The United Nations Educational, Scientific and Cultural Organization (UNESCO) created “World Engineering Day for Sustainable Development” in 2019. They wanted the day to “raise awareness of the role of engineering in modern life, which is essential to mitigate the impact of climate change and advance sustainable development.”
As a Guaranteed Energy Savings company, we’re proponents of sustainable engineering and are thrilled that UNESCO is raising awareness. We think sustainable design, when done thoughtfully, lasts longer, does more for the community, and makes the world a healthier, happier place. We sat down with Russ Litsinger, Managing Principal and JP Kelly, Construction Principal to talk a bit about the engineering and execution of sustainable work.
What Does Sustainable Design Look Like?
“Sustainable design is about sustainable principles. You can’t just go into it with a good-faith effort; you must have tenets in place.” explains Russ. “There is a path to follow. Taking shortcuts takes you off that path.”
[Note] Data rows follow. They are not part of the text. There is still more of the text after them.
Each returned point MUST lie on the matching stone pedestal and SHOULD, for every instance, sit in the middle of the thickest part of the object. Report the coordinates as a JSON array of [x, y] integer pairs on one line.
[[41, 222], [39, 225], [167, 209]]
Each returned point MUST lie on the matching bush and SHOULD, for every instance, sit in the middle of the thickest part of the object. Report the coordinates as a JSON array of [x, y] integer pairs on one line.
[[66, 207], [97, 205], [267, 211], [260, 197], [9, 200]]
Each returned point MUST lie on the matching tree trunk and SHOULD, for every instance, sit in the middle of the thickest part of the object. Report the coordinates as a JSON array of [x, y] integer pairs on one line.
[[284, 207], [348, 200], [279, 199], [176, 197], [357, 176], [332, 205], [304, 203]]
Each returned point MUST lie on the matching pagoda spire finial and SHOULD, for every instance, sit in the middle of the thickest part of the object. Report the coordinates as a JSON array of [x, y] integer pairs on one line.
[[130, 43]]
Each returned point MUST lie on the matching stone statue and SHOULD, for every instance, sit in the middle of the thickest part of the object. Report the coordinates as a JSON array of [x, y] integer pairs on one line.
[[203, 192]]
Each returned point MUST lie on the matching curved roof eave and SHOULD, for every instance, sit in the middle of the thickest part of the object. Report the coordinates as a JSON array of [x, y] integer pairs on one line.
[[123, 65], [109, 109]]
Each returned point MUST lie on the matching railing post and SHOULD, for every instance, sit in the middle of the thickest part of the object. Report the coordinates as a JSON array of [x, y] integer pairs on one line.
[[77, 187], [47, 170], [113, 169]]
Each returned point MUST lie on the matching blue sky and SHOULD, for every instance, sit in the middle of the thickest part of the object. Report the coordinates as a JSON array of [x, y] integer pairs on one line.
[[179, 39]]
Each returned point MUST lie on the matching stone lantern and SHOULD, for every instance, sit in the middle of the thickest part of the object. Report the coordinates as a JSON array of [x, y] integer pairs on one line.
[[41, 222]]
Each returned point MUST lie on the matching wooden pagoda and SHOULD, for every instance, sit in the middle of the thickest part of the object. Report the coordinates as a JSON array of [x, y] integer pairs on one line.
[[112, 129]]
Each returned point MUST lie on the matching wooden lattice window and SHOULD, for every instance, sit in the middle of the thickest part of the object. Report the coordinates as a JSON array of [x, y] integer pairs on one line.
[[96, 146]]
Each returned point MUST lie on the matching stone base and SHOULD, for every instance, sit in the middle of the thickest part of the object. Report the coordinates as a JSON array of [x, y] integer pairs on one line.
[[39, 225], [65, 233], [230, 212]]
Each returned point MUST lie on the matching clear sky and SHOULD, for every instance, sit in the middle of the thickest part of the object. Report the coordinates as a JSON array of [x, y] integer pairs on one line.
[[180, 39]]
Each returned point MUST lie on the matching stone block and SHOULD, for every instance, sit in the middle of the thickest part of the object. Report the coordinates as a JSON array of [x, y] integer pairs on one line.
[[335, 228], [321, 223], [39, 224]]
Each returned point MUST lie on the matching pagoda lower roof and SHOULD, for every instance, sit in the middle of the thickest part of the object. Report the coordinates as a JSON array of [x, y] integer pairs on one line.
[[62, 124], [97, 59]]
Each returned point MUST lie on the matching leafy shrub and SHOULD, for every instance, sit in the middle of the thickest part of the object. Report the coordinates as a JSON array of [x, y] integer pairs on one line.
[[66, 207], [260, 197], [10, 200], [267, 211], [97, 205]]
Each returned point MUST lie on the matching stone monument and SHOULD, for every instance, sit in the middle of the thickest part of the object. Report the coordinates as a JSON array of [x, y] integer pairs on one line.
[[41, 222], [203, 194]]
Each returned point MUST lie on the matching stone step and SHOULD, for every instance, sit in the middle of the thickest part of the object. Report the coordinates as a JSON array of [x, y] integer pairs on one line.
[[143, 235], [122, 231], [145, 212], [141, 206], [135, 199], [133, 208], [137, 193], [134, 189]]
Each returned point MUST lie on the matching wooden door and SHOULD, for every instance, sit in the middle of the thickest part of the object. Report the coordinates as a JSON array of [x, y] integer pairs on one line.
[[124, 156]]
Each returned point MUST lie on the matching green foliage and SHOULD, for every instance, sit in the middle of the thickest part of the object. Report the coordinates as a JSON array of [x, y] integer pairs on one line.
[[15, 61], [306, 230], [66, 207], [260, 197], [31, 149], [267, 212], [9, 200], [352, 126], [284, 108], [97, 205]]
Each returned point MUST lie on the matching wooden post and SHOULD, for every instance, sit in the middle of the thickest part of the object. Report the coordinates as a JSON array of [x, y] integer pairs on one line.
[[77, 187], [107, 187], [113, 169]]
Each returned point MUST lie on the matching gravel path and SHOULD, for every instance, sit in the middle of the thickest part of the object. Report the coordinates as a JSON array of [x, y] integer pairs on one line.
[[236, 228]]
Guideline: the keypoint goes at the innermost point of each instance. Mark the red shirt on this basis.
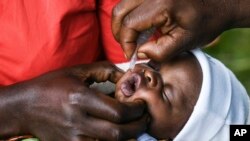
(37, 36)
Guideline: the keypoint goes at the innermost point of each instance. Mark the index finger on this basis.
(139, 20)
(98, 72)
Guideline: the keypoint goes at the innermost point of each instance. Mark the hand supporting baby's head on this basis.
(170, 89)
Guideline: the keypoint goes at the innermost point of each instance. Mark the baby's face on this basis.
(170, 90)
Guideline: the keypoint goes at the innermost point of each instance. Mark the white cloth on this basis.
(223, 101)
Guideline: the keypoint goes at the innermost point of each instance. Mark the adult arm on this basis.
(183, 24)
(60, 106)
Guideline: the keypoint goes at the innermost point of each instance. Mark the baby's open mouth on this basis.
(129, 86)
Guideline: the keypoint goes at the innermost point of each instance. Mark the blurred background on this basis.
(233, 49)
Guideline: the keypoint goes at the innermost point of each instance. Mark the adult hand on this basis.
(183, 24)
(60, 106)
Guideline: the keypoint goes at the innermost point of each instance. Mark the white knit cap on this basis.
(223, 101)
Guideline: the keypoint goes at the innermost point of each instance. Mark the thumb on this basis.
(165, 47)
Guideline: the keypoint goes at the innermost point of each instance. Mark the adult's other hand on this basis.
(60, 106)
(183, 24)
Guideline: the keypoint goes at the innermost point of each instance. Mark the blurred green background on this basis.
(233, 49)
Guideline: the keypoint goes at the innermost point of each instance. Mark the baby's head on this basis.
(170, 89)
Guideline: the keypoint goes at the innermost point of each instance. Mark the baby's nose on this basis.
(151, 78)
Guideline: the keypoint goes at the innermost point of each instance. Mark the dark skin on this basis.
(60, 105)
(183, 24)
(170, 90)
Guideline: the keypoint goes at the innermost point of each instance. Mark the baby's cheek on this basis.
(122, 98)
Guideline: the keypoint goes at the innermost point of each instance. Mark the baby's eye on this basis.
(166, 92)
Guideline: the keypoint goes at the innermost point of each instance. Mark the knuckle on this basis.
(116, 12)
(128, 22)
(117, 134)
(117, 117)
(119, 114)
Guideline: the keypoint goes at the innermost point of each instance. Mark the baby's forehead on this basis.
(184, 61)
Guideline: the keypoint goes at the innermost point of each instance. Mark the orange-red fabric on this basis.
(37, 36)
(112, 49)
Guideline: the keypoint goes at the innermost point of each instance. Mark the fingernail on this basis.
(142, 56)
(148, 119)
(126, 57)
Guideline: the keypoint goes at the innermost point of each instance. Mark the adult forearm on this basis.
(10, 111)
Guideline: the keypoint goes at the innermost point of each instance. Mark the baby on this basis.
(191, 97)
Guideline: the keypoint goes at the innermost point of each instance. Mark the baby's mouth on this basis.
(129, 86)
We asked Russ to share a few of his tenants of sustainable engineering. “I break the idea into 3 parts; Mission, Conversation, and Renewal. You should start with a clear mission of sustainability in mind. Then, you must communicate the goal and the purpose—that’s the conversation, and it’s ongoing.
Finally, you must design around the concept of renewal; how can we build systems with longevity and ones that can live second or even third lives? How can we design processes to take advantage of sustainable, reused, or reusable materials?”
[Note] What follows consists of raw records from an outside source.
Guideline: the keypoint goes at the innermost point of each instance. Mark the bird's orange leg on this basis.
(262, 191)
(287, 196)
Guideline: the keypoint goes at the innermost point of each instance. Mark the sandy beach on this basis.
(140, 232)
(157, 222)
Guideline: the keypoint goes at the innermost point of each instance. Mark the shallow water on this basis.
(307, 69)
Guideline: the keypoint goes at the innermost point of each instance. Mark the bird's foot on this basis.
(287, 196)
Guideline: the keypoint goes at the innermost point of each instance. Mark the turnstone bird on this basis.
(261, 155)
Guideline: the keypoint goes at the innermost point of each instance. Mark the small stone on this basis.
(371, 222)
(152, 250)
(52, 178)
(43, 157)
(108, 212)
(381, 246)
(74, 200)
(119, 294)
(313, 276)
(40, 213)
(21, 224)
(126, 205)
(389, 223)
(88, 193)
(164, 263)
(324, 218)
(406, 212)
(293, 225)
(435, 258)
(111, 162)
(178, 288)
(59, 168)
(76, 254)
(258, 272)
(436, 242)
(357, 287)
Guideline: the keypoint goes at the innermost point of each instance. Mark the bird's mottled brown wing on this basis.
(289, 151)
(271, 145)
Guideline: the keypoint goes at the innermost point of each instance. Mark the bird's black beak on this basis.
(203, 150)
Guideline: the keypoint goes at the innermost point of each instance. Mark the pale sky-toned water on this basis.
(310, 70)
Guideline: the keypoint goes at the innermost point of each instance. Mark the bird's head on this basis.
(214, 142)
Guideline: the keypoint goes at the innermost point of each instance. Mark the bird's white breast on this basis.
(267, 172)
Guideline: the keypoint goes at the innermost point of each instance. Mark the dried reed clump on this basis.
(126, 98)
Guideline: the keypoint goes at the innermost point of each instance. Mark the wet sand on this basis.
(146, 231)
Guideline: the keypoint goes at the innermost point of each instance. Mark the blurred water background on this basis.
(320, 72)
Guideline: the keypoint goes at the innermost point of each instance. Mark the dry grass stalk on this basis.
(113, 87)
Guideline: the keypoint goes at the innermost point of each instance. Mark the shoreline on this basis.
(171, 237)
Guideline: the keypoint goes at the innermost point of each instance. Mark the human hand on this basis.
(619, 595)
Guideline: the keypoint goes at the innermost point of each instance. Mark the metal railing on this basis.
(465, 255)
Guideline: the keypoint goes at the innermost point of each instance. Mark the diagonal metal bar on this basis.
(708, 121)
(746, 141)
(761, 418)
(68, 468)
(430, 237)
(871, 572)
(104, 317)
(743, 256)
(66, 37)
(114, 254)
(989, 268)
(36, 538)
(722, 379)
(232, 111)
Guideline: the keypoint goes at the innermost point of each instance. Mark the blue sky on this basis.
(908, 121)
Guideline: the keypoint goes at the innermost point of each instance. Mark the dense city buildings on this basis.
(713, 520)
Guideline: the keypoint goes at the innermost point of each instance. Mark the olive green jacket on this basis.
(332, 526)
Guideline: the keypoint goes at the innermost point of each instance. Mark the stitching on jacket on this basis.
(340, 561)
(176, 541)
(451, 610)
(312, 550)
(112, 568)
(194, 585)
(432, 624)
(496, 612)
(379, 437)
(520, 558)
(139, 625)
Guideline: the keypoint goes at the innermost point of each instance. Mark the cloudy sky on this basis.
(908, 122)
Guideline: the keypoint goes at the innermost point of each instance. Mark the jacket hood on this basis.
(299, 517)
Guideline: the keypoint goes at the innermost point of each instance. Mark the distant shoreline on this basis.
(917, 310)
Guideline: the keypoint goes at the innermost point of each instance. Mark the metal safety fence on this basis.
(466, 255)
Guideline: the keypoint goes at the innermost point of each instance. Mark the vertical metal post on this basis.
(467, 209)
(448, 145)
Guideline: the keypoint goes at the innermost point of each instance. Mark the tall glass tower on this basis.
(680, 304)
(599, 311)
Sustainable Construction is Important, Too
Engineering facilities with great energy efficiency is the “what”. But what about how you build and renovate these buildings? Sustainable construction is just as important to a guaranteed energy savings company that is invested in sustainability. We asked JP for his insight.
“As construction specialists, we are expected to deliver the project to its design. As a GESC, sustainability is the end goal; it’s as important as energy savings, and usually goes together. Our designs are built upon the most applicable sustainable designs for a client because we know that sustainable performance yields long term savings.
Yet, construction can be a messy and, at times, wasteful process if you aren’t purposeful. What the construction team can add is sustainable construction. Examples are responsible sourcing of materials, following dust control practices to maintain high levels of indoor air quality, and sorting and recycling construction and shipping materials. To put it simply, we’re proponents of a healthy environment and community, so we take measures wherever possible to meet that goal.”
We are Sustainable by Design
“I always tell clients, explains Russ, “that sustainability, from an engineering standpoint, is a win-win situation. It will always save you money—sustainable designs last longer, help more people, and do more while using less. The only limit to your return is time, and facilities are meant to last a lifetime.”
JP agrees. “There is no such thing as a functional design at AFP. We aren’t here to get you new lighting or new mechanical equipment with some kind of flowchart or multiple-choice questionnaire.
Instead, we will design and construct for you a sustainable ecosystem that is the lifeblood of your facility. The energy savings produced through that design is the ingredient that makes all of this worth it, and delivering in a sustainable method is the first step in your facilities’ positive transformation”
Sustainability; No Longer a Novelty
“I’ll go back to what I said earlier about the conversation,” answers Russ. “It’s important to communicate your goals to clients, especially as a guaranteed energy savings company. There are a lot of assumptions out there that do not serve a client’s best interests.”
“We are seeing more and more education on sustainable practices, too. There’s been a philosophy shift around the concept,” JP adds. “Still, we encourage a conversation with clients. We explain that sustainability is not a cost driver. Rather, it’s a way to responsibly upgrade their assets. Sustainability throughout the process, that’s an AFP core principle.”
Sustainability Means Care
“Care and thoughtfulness—that’s a tenant of engineering and in sustainability. Doing things the right way because you care about the result it will have,” explains JP. “At the end of the day, the good work we do comes down to each team member caring about the process—the entire process.
That means care in sustainable design and care in sustainable construction practices. You can judge the level of care and intentionality on a job site from the coordination meetings to how the job is being executed in the field. It’s in the air. When you work this way, the client benefits, but so does the community at large. As Russ said, sustainability, by modern standards, is a win-win.”